This appears to be ~1.5-2.0x faster than pygments on my machine, which isn't as good as I was hoping for but will help. (This is ~330 ms for a 4400-line file I chose at random.)
Details
- Reviewers
epriestley - Group Reviewers
Blessed Reviewers - Commits
- rPHU9b2f35480dc0: Implementation of PhutilLexer for Python
Loaded a Python paste and saw highlights that approximately (or maybe exactly) match the pygments version.
Diff Detail
- Repository
- rPHU libphutil
- Lint
Lint Skipped - Unit
Tests Skipped
Event Timeline
src/lexer/PhutilPythonFragmentLexer.php | ||
---|---|---|
2 | test comment, please ignore |
This stuff is pretty hard to review comprehensively, but we can tweak it and start adding unit tests or whatever if there are issues. It looks structurally correct to me, and I didn't catch anything suspicious looking.
Thanks for putting this together!
src/lexer/PhutilPythonFragmentLexer.php | ||
---|---|---|
219 | I was just looking over this due to a recent mention in a chat, and while I don't understand what's going on here, I can't help but wonder if this should be \\\\" instead of \\\\\'. |
I'm not entirely sure how to test the rule, but the upstream seems to use ":
If anyone can show me a Python file where this matters, I'm happy to fix it and put some test coverage on it.
This was my best guess:
print r"Tom \"Maverick\" Cruise" print r'Tom \'Maverick\' Cruise'
...but neither string highlights specially and the runtime behavior just makes me confused about why Python has this feature:
$ python maverick.py Tom \"Maverick\" Cruise Tom \'Maverick\' Cruise
...what?

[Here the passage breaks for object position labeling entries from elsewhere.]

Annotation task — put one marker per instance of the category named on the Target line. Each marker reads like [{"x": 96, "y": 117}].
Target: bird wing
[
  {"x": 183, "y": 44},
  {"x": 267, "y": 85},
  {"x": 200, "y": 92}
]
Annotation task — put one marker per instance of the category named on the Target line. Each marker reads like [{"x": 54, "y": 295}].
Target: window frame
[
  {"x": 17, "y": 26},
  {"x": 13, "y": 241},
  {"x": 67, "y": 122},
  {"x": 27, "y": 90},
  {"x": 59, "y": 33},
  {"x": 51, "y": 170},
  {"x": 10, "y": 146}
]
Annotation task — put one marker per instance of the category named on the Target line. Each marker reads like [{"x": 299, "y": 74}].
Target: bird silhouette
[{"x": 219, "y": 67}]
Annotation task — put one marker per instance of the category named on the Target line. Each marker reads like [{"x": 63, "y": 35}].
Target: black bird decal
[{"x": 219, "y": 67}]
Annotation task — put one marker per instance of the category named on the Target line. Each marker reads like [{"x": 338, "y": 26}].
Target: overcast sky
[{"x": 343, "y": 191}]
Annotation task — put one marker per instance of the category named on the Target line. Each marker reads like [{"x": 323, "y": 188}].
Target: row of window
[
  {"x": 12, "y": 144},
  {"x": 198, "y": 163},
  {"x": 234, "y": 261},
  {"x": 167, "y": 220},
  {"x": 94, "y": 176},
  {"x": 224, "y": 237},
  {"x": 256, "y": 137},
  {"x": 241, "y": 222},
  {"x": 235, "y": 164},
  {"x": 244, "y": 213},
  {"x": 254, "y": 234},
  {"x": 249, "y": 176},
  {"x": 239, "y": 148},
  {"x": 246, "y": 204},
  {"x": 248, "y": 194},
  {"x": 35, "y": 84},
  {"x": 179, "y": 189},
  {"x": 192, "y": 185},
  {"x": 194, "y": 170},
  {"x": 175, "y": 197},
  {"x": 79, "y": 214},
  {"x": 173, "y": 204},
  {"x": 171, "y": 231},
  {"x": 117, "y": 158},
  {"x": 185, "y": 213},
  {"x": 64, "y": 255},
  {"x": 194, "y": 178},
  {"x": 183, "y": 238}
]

Why?
Try taking out the r prefix. It's for "raw strings", in which backslashes are interpreted literally. This is mostly used for regexps (python does not support /.../ strings, which are how "raw" strings are implemented in most languages).
Oh, my assumption was that the raw part was important because of the comment ("// included here for raw strings").
Non-raw strings seem to work correctly without changes (see inline about why):
src/lexer/PhutilPythonFragmentLexer.php | ||
---|---|---|
306 | Additional normal escaping rules get merged in here, and seem to handle things in normal strings. |
OK, as I say I have no idea what the line in question is doing. But I do think it's probably wrong. It may just be wrong in a way that doesn't matter.
Yeah, I think it's wrong but I'm not sure if the right version is to use a " or to remove it completely, since I can't find an input which it does anything for.